Ceci concerne le français, mais nous pouvons aussi parler des mathématiques. Les concernant, je vous mets en fichier attaché la copie d’un message qui m’a été envoyé la semaine dernière par un enseignant (maître de conférence et remarquable chercheur) de l’une des "meilleures universités" de France. [Je ne peux reproduire ce message car il était confidentiel]. S’il vous reste la moindre notion de mathématiques, vous pouvez comprendre que ces étudiants de 2e année de DEUG de science dont la plupart vont "réussir" à leurs examens, donc vont passer en licence (et deviendront peut-être instituteurs ou professeurs), ont un niveau inférieur à celui qui, encore à mon époque (il y a vingt-cinq ans : une époque déjà dégradée par rapport à celle de mes parents), était celui du collège, et il apparaît qu’ils ne maîtrisent même pas ce qui normalement serait du ressort de l’école primaire. Or tous ces étudiants ont le bac (sinon ils ne seraient pas à l’université) et pour presque tous le "bac S" (le bac "d’élite" ou "sélectif" comme on dit dans les médias)...

Je vous mets enfin en copie un message que j’ai reçu hier matin d’un professeur de mathématiques de collège. [Ici encore, je ne peux reproduire le témoignage que ce professeur de collège m’avait fait parvenir à titre confidentiel.] Ce qu’il dit témoigne de la perte du sens d’un enseignement sérieux qui affecte aujourd’hui l’ensemble de notre système éducatif après avoir été provoquée depuis si longtemps par ses instances dirigeantes. Si vous voulez encore d’autres témoignages, je peux vous en fournir à foison.

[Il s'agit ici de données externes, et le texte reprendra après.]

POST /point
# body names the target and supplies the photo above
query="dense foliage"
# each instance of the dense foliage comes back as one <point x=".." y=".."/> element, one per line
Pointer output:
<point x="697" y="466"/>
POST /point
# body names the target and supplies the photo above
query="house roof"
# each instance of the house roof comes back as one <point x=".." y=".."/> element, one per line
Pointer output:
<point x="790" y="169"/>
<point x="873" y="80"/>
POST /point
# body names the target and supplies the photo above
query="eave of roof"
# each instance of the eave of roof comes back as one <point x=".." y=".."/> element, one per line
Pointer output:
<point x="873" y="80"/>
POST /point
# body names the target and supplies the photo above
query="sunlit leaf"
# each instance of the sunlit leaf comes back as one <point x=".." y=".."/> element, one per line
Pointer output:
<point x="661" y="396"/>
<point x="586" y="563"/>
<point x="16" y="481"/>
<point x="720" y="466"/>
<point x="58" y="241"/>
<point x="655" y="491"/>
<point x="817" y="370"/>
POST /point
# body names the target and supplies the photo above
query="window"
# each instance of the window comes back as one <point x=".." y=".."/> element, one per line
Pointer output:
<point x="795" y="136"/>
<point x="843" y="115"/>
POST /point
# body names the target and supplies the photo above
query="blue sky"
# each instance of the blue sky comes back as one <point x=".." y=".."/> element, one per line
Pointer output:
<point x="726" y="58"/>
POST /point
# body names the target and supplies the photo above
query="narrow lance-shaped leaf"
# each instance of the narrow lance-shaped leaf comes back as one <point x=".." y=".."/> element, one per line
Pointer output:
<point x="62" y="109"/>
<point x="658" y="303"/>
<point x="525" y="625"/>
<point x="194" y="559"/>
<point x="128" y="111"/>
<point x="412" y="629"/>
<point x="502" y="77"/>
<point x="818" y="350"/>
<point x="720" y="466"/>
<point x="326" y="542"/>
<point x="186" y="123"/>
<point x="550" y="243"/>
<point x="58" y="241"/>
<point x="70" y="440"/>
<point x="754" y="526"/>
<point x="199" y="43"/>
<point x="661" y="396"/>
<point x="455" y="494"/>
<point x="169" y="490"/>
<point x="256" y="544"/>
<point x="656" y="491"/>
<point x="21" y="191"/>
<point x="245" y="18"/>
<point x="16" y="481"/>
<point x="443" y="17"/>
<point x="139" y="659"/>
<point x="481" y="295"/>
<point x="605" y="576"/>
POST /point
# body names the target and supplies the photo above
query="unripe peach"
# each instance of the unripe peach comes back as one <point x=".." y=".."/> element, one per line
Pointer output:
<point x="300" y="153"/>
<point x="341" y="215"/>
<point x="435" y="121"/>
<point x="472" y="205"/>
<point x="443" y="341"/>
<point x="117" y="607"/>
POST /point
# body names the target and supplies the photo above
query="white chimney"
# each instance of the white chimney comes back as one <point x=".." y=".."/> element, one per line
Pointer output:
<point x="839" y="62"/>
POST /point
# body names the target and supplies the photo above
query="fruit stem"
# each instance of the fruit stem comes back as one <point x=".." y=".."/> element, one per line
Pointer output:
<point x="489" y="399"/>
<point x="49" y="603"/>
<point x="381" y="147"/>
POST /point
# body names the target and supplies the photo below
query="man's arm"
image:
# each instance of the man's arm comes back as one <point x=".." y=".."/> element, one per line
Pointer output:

Pour ce qui me concerne, je suis donc totalement opposé à ce que nous nous en remettions aussi peu que ce soit aux experts de l’Education Nationale.

....

Pour moi, la question de départ qui est posée au HCE est la suivante :

Voulons-nous nous voiler les yeux, ne pas voir l’état dans lequel se trouve l’Éducation Nationale et confier l’élaboration des avis qui nous sont demandés aux mêmes experts et responsables dont les politiques ont conduit au désastre actuel ? Dans ce cas, autant vaudrait ne pas avoir créé le HCE. Ou bien, voulons-nous prendre la mesure de la situation, agir pour tenter un redressement et, pour cela, rompre radicalement avec tous les hiérarques de l’Éducation Nationale, entendre les personnes indépendantes qui depuis des années tirent la sonnette d’alarme et réfléchissent aux moyens d’un tel redressement, et travailler nous-mêmes avec l’aide de ces personnes à rédiger des avis sur lesquels les responsables politiques pourraient s’appuyer pour sauver notre système éducatif de la destruction complète et définitive ?

Avec mes meilleurs sentiments,

Laurent Lafforgue.

PS : Pour se renseigner sur l’état réel de notre système éducatif et trouver tous les renseignements possibles et imaginables sur les programmes actuels (et leurs dérives incroyables) comparés à ceux de toutes les époques depuis Jules Ferry, je recommande le site internet de Michel Delord (un simple professeur de mathématiques du secondaire mais qui a une connaissance impressionnante de l’histoire de notre système éducatif).